- slide 1 of 4
You may need a fax machine or printer at your business, but your business won’t be shut down if these things are in need of repair or replacement.
Understanding overhead costs can get tricky depending upon the size of your business. For example, in my auto dealership, the variable salaries of my employees throughout various departments are not all overhead costs; however the salary for the office personnel is considered an overhead cost example because it remains consistently the same.
It’s great to have your storefront windows shine every once in a while but if you do it intermittently, it’s not consider an overhead cost. If you allow for this expense monthly, it can be considered an overhead cost.
Even the salary of the owner of the business often is not looked at as an overhead cost because there are times when the owner’s salary changes or he receives none at all.
- slide 2 of 4
Types of Overhead Costs
To truly analyze what are the true examples of overhead costs in your business ask yourself this one question: “What must I pay for each month in order to keep my business open?"

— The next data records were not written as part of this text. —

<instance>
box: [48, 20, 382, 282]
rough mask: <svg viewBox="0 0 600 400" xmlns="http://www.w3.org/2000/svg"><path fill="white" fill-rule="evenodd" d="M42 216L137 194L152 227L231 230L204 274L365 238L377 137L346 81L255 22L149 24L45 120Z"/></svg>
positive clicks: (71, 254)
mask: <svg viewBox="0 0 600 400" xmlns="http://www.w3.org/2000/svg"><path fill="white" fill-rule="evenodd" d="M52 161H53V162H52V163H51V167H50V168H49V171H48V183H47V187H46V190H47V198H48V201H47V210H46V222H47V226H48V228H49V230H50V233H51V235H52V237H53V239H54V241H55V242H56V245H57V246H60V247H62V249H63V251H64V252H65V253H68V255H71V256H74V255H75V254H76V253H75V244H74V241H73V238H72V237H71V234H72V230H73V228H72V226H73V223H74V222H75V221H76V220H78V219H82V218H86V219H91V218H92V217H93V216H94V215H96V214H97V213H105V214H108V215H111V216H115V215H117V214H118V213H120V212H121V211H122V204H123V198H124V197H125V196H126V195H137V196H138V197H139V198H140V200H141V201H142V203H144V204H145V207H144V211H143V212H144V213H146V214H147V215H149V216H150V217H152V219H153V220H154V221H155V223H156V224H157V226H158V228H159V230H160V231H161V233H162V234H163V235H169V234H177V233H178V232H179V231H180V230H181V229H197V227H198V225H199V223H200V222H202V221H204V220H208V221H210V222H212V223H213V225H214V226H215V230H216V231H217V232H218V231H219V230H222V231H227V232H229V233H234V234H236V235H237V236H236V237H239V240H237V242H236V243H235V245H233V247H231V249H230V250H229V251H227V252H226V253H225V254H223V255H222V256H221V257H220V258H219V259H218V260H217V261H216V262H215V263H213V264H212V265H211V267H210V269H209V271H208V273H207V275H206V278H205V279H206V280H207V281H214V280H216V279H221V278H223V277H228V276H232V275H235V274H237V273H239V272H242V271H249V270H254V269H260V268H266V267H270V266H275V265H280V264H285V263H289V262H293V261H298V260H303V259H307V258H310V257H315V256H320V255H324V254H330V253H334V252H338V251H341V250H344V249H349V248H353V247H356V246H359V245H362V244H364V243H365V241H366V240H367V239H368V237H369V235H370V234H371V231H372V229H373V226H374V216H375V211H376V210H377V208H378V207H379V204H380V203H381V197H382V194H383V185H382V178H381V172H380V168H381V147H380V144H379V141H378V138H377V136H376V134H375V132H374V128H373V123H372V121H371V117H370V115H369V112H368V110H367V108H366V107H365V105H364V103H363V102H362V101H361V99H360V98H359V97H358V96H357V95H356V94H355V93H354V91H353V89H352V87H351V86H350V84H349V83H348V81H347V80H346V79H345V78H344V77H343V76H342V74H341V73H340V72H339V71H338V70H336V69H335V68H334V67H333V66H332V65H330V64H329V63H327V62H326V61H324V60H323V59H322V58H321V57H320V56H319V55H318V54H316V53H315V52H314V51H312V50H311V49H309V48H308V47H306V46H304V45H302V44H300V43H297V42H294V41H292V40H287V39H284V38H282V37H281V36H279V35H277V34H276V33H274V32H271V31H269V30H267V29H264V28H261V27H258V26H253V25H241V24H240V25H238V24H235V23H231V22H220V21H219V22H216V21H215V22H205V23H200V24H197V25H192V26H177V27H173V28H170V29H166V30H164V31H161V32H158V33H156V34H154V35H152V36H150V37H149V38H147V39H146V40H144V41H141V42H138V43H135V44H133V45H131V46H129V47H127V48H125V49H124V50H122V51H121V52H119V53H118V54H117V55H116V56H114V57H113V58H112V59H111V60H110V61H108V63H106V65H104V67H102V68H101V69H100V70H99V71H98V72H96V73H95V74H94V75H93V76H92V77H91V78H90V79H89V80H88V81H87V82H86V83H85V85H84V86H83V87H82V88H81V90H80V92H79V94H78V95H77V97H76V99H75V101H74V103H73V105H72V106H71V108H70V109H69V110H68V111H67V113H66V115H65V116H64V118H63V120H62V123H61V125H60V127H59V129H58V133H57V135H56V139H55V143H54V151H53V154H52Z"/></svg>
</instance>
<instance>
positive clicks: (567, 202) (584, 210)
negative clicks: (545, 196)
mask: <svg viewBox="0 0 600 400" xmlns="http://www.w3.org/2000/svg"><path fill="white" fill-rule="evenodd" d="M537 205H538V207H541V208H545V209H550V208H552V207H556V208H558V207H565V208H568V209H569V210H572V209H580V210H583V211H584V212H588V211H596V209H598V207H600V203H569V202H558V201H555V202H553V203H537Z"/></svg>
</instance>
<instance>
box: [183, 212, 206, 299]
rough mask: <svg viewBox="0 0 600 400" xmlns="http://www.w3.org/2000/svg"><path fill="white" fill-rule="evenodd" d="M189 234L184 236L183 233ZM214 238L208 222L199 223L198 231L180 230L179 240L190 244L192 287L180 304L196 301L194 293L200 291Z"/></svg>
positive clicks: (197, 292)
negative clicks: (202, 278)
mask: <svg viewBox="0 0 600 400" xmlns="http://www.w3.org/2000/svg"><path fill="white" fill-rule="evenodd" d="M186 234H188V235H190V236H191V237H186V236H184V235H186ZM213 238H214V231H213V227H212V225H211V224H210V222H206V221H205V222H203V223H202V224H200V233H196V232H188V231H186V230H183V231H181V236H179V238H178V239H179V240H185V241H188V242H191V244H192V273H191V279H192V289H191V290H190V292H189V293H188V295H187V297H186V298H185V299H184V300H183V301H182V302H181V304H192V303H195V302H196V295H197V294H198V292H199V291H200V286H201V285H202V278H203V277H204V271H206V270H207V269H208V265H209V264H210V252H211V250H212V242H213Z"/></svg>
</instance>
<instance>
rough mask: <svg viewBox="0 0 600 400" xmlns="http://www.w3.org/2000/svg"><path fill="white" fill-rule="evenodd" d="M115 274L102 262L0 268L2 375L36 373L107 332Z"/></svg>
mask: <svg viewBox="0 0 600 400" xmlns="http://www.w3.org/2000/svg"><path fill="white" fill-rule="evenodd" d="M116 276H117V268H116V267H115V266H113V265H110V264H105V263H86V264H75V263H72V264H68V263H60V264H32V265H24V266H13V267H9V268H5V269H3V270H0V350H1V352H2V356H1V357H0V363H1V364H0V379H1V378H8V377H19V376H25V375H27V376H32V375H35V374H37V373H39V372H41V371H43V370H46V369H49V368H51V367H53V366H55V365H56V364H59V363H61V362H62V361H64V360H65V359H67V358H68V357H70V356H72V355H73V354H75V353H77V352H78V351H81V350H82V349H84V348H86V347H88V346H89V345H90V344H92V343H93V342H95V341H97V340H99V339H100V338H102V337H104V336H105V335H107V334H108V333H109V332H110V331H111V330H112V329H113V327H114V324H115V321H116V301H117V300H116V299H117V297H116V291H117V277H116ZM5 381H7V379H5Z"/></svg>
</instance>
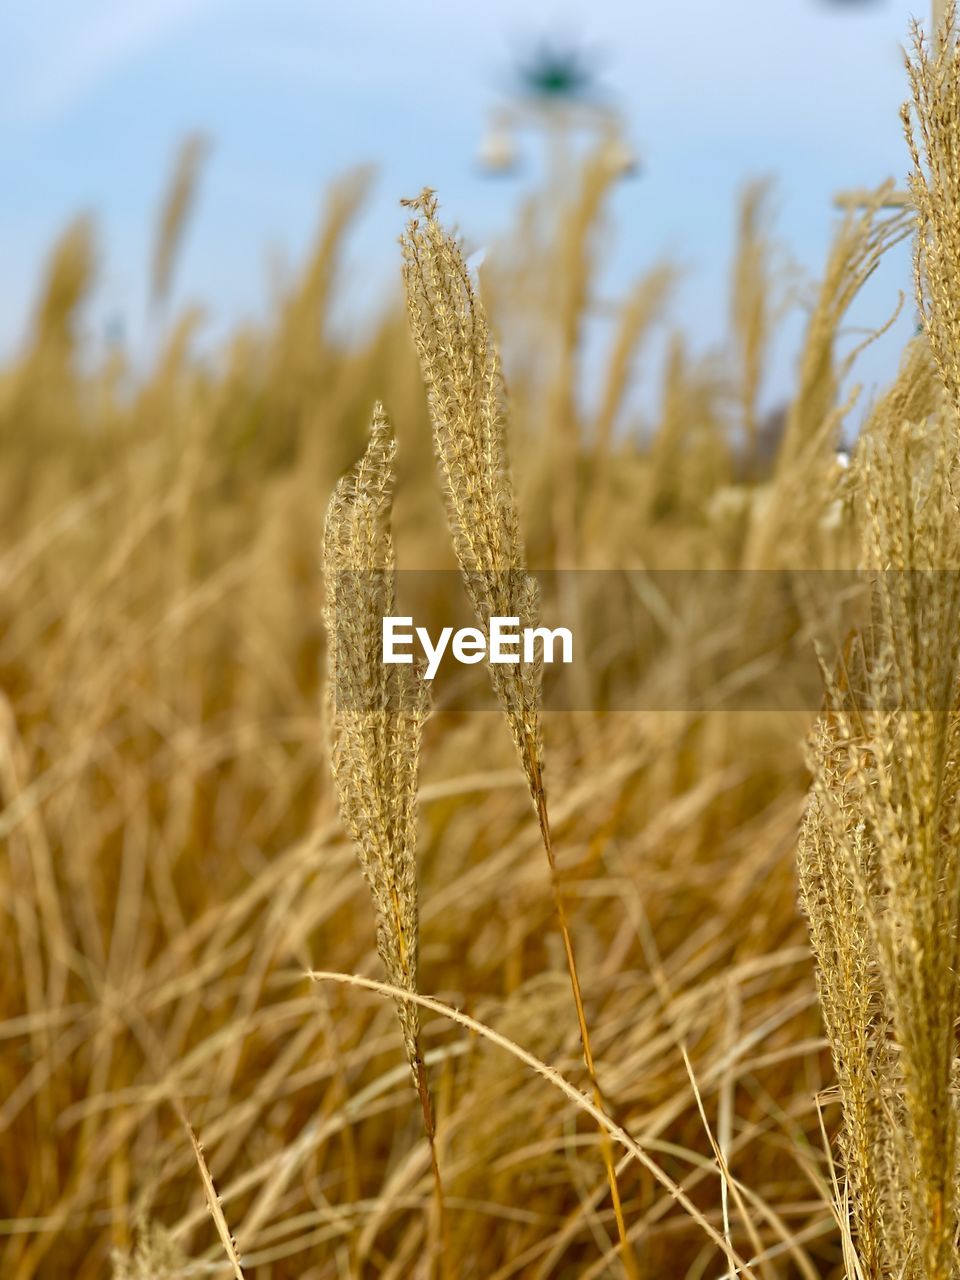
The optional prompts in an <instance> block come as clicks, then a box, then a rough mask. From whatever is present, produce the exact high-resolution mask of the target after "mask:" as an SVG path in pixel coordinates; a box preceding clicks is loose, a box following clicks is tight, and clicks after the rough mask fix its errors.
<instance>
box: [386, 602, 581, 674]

Typical overhead expenses (sometimes referred to as fixed costs) include items such as:
- Office Salaries
- Employee Benefits
- Payroll Taxes
- Stationery, Office Supplies & Postage
- Legal and Professional Services
- Outside Services (Performed monthly)
- Company Car Expense
- Dues & Subscriptions
- Data Processing
- Travel & Entertainment
- Rent or Mortgage
- Building Maintenance
- Interest on Loans or Mortgages
- Insurances & Taxes
There are also overhead costs to consider if you have more than one department within your business.
- slide 3 of 4
Departmental Overhead Costs
If you have a sales department and perhaps a shipping department, there are other examples of overhead costs to include:
- Department Specific Advertising
- Policy Expense – This is a cost you may incur each month where a mishap occurs and you must eat the cost and should be expensed to the department where the mishap occurred.
Some businesses will include departmental wages as fixed expenses but usually only those salaries or wages that remain the same each pay period with no variation.
- slide 4 of 4
Making it Work
Understanding what to classify as an overhead expense is often easy if you utilize some sort of accounting software that includes templates of overhead expenses in a chart of account format.
It’s also important to manage cash flow effectively so you have enough money each month to cover overhead costs.
If you’re new to accounting, take a basic accounting course, some can even be found online or at your local community college, or seek out the help of an accounting professional to help you determine what are examples of overhead costs and which expenses are variable costs that tend to change each month.